Penangkapan berlangsung tanpa perlawanan setelah tersangka selama lima bulan berpindah-pindah lokasi untuk menghindari kejaran petugas.
Kronologi Pencurian di Area Rumah Ibadah
Kasus ini bermula pada Sabtu, 20 September 2025 sekitar pukul 18.45 WIB. Korban A.M.S. (37) memarkirkan sepeda motor Honda Vario 2018 warna hitam di area parkir Gereja HKBP Belitang dalam kondisi terkunci stang.
Namun saat kembali usai beraktivitas, kendaraan tersebut sudah tidak berada di lokasi. Akibat kejadian tersebut, korban mengalami kerugian ditaksir mencapai Rp10 juta. Peristiwa ini kemudian dilaporkan ke Polsek Belitang I dan ditingkatkan ke tahap penyidikan.

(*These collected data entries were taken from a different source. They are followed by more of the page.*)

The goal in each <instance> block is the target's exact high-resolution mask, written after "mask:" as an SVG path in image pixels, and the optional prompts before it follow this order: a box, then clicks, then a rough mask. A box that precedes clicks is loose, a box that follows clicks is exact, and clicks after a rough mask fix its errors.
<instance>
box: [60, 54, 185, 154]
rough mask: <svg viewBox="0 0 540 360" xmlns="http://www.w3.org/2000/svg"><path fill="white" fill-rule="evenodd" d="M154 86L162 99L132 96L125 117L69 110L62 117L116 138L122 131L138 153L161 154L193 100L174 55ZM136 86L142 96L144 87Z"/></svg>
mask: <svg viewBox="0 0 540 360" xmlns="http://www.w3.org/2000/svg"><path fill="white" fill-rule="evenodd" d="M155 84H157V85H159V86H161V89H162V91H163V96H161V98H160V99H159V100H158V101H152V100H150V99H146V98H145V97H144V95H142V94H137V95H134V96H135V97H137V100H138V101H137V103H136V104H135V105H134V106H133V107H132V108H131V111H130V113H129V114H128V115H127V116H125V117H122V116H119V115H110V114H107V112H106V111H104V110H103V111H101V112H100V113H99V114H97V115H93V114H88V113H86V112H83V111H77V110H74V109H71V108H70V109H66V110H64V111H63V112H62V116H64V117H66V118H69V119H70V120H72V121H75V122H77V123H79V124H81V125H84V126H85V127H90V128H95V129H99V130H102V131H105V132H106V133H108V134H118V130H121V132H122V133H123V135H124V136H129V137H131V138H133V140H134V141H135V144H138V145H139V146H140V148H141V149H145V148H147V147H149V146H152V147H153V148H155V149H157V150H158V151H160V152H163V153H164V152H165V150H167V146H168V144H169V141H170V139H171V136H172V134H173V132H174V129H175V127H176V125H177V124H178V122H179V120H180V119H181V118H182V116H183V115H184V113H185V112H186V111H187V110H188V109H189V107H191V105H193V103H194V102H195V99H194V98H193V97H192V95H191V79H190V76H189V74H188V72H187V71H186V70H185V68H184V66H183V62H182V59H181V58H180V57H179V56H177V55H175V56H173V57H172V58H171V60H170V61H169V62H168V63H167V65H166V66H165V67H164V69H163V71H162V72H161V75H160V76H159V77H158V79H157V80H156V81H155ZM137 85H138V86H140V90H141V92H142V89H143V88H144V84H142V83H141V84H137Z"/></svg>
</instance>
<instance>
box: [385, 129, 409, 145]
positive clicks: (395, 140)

Setelah melakukan serangkaian penyelidikan dan mengumpulkan alat bukti, penyidik menetapkan Y.L. sebagai tersangka serta menerbitkan status DPO pada 4 November 2025. Sejak saat itu, aparat kepolisian terus melakukan pengejaran intensif.
Operasi Dini Hari Berjalan Cepat dan Terukur
Informasi terkait keberadaan tersangka diperoleh dari hasil pengembangan tim Reskrim Polsek Belitang I. Kapolsek kemudian berkoordinasi dengan Tim Jatanras Polda Sumsel guna memastikan proses penangkapan berjalan aman dan efektif.
Operasi yang digelar dini hari tersebut berlangsung cepat dan terukur. Petugas berhasil mengamankan pelaku di kamar kosnya tanpa perlawanan.
Dari tangan tersangka, penyidik menyita satu bilah pisau bergagang kayu, pakaian yang digunakan saat penangkapan, serta sejumlah barang bukti pendukung lainnya.
Keberhasilan penangkapan DPO curanmor Gereja HKBP Belitang ini menjadi bukti keseriusan aparat dalam menindak pelaku kejahatan, meski telah lama melarikan diri.
Polisi: Tidak Ada Tempat Aman bagi DPO
Kasat Reskrim Polres OKU Timur, IPTU Rendi Ramadhona, S.H., M.H., menegaskan bahwa pihaknya tidak akan memberi ruang bagi pelaku kejahatan yang mencoba kabur dari proses hukum.
“Kami memastikan setiap DPO tetap menjadi prioritas pencarian. Tidak ada tempat aman bagi pelaku kejahatan di wilayah hukum Polda Sumsel. Sinergi dengan Jatanras Polda Sumsel menjadi kunci keberhasilan pengungkapan ini,” tegasnya.